Battle of San Juan and Chorrillos

The Battle of Chorrillos, also known as the Battle of San Juan and Chorrillos, was the first of the two battles of the Lima Campaign during the War of the Pacific, and was fought on January 13, 1881. This battle is really a group of a smaller, yet fierce confrontations at the defensive strongholds of Villa, Chorrillos, San Juan, Santa Teresa and Morro Solar. The Chilean army led by Gen. Manuel Baquedano inflicted a harsh defeat to the Peruvian army commanded by the Supreme Chief Nicolás de Piérola. The Chilean triumph eliminated the first defensive line guarding Lima, and almost obliterated the Peruvian army defending it.

An important role was played by the Chinese slaves which were liberated by the Chilean army. As quoted from Mary Turner's "From chattel slaves to wage slaves: dynamics of labour bargaining in the Americas" Many Chinese saw the Chilean liberation as an opportunity to avenge years of abuse from the plantation owners; in Pacasmayo 600 to 800 Chinese forced labourers looted the sugar estates and this scene was repeated in the Chicama, Lambayeque and Cañete Valleys. The Chinese also fought alongside the Chileans in the battles of San Juan-Chorrillos and Miraflores, and there was also rioting and looting by non-Chinese workers in the coastal cities. As Heraclio Bonilla has observed; oligarchs soon came to fear the popular clashes more than the Chileans, and this was an important reason why they sued for peace.

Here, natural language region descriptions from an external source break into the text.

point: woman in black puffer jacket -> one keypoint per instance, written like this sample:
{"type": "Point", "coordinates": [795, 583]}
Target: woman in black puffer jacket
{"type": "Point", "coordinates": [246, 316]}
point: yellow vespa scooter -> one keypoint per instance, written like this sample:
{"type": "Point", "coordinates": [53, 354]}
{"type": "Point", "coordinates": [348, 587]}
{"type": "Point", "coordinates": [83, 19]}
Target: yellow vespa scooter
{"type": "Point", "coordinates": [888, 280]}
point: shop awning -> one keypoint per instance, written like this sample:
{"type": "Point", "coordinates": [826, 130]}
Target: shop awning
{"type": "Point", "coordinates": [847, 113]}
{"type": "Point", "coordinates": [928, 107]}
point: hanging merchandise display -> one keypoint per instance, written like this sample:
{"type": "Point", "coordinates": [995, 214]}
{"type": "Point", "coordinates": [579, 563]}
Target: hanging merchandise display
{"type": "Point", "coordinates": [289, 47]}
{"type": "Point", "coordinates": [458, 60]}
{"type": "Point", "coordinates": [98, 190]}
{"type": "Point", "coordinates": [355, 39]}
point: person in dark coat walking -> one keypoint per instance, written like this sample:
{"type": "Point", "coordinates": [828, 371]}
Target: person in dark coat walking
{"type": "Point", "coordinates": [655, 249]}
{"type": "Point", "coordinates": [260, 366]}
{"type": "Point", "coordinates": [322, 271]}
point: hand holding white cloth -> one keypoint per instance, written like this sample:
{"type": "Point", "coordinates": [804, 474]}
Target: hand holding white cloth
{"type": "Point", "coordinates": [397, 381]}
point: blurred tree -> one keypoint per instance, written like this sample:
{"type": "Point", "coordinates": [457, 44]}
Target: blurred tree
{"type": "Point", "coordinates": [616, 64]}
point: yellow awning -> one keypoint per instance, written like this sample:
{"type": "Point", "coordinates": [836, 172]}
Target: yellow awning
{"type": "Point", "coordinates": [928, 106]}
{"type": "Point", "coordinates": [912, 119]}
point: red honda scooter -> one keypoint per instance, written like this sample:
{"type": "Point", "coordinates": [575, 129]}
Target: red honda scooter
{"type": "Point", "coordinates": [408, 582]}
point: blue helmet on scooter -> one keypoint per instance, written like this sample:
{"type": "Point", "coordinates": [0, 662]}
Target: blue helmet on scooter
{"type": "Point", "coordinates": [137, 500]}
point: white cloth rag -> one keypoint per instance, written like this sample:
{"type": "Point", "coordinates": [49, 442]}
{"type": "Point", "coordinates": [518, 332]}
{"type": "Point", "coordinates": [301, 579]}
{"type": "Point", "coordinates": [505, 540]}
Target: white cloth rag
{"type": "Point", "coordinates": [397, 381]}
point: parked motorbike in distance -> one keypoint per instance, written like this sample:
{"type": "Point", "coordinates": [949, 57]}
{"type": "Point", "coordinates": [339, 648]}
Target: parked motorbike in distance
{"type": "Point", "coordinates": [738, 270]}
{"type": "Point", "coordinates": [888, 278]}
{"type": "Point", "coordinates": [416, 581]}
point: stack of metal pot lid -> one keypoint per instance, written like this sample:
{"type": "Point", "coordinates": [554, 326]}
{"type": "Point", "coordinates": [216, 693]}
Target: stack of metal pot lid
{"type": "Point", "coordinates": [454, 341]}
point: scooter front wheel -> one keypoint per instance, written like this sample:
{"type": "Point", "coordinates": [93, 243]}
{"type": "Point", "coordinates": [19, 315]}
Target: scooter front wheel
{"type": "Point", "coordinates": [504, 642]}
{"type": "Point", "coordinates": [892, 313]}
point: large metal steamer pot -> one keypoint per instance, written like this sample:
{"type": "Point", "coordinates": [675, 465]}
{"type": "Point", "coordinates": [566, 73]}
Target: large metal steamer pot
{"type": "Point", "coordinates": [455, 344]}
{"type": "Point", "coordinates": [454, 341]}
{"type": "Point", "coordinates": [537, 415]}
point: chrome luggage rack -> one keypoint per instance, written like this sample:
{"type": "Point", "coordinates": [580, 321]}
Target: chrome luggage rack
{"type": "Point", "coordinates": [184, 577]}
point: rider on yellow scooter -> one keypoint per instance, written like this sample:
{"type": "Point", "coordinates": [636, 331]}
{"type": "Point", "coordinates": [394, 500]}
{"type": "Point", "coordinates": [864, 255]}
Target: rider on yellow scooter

Prior to the occupation of Lima there were fires and sackings by demoralized Peruvian soldiers in the towns of Chorrillos and Barranco; as quoted by Charles de Varigny "rendía incondicionalmente. La soldadesca (peruana) desmoralizada y no desarmada saqueaba la ciudad en la noche del 16, el incendio la alumbraba siniestramente y el espanto reinaba en toda ella."

At the end of the battle, the town of Chorrillos was burned to the ground by the Chilean army trying to eradicate the Peruvian defenders garrisoned there. During the night, abuses were committed to civilians by drunk soldiers.

Despite of this result, another battle had to be fought in order to the Chilean army could enter into the Peruvian capital city at Miraflores, two days later.